Some dogs and humans suffer from a hereditary deficiency of the essential enzyme G6PD. They a clearly at increased risk of onion poisoning. The Japanese breeds Akita and Shiba are particularly vulnerable.
Never forget - Prevention is better than cure
Make sure none of your pets can reach anything that might contain traces of onion or any of the Allium family (leeks, shallots, chives) ... but garlic is different.
Is Garlic safe when treating parasites?
Garlic is nothing like as toxic to cats and dogs as onion and the other members of the Allium family (leeks, chives, shallots, onions), which is why it has safely been used as a very effective parasite remover for centuries. It contains barely any of the toxic thiosulphate and disulphide organosulphur compounds, which is why chopping it doesn’t irritate the eyes with the resultant excessive lacrimation.
Raw garlic contains allicin and ajoene which effectively kill all parasites, internal and external.
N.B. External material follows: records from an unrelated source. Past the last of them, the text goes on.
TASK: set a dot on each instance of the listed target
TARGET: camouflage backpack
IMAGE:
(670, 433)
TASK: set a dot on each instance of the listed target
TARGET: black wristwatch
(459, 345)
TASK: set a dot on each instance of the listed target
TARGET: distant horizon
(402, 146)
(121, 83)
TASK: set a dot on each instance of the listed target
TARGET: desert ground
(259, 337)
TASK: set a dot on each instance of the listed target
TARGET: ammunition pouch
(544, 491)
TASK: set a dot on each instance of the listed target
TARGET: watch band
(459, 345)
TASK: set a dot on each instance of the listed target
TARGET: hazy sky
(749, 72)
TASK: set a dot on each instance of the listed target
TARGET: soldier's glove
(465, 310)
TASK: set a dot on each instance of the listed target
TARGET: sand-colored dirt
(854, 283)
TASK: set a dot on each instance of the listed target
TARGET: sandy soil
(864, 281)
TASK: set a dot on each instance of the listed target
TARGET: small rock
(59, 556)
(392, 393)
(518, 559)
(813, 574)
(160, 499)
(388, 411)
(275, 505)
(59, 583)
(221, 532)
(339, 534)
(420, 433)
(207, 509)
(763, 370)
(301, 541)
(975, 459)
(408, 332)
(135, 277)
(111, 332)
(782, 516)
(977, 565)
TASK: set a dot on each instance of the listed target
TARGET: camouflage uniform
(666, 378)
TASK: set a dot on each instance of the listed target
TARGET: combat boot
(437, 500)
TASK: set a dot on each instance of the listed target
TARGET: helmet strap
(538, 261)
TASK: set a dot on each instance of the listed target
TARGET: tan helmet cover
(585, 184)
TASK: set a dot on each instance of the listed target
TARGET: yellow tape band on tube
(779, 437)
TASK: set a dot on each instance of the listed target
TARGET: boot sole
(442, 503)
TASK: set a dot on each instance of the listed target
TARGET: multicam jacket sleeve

This magic ingredient is missing from dried or powdered garlic, aged garlic extract, garlic in oil and distilled garlic oil, all of which are thus ineffective.
Freshly chopped, crushed or pressed, and used between 5 and 60 minutes afterwards, the garlic can be added to food to expel intestinal worms and repel external parasites like ticks and fleas.
It takes about 5 minutes for the active allicin and ajoene to become active once the cells have been opened. After an hour, their activity drops dramatically. Thus prepared, garlic can also be used topically to treat specific problems, but remember that it will probably be licked off, so don’t overdo it!
Garlic has been used for centuries to improve health as its properties include:
- helps to prevent allergies and cancer.
It reduces the viscosity of blood and reduces high blood cholesterol, a human problem that is being increasingly diagnosed in dogs.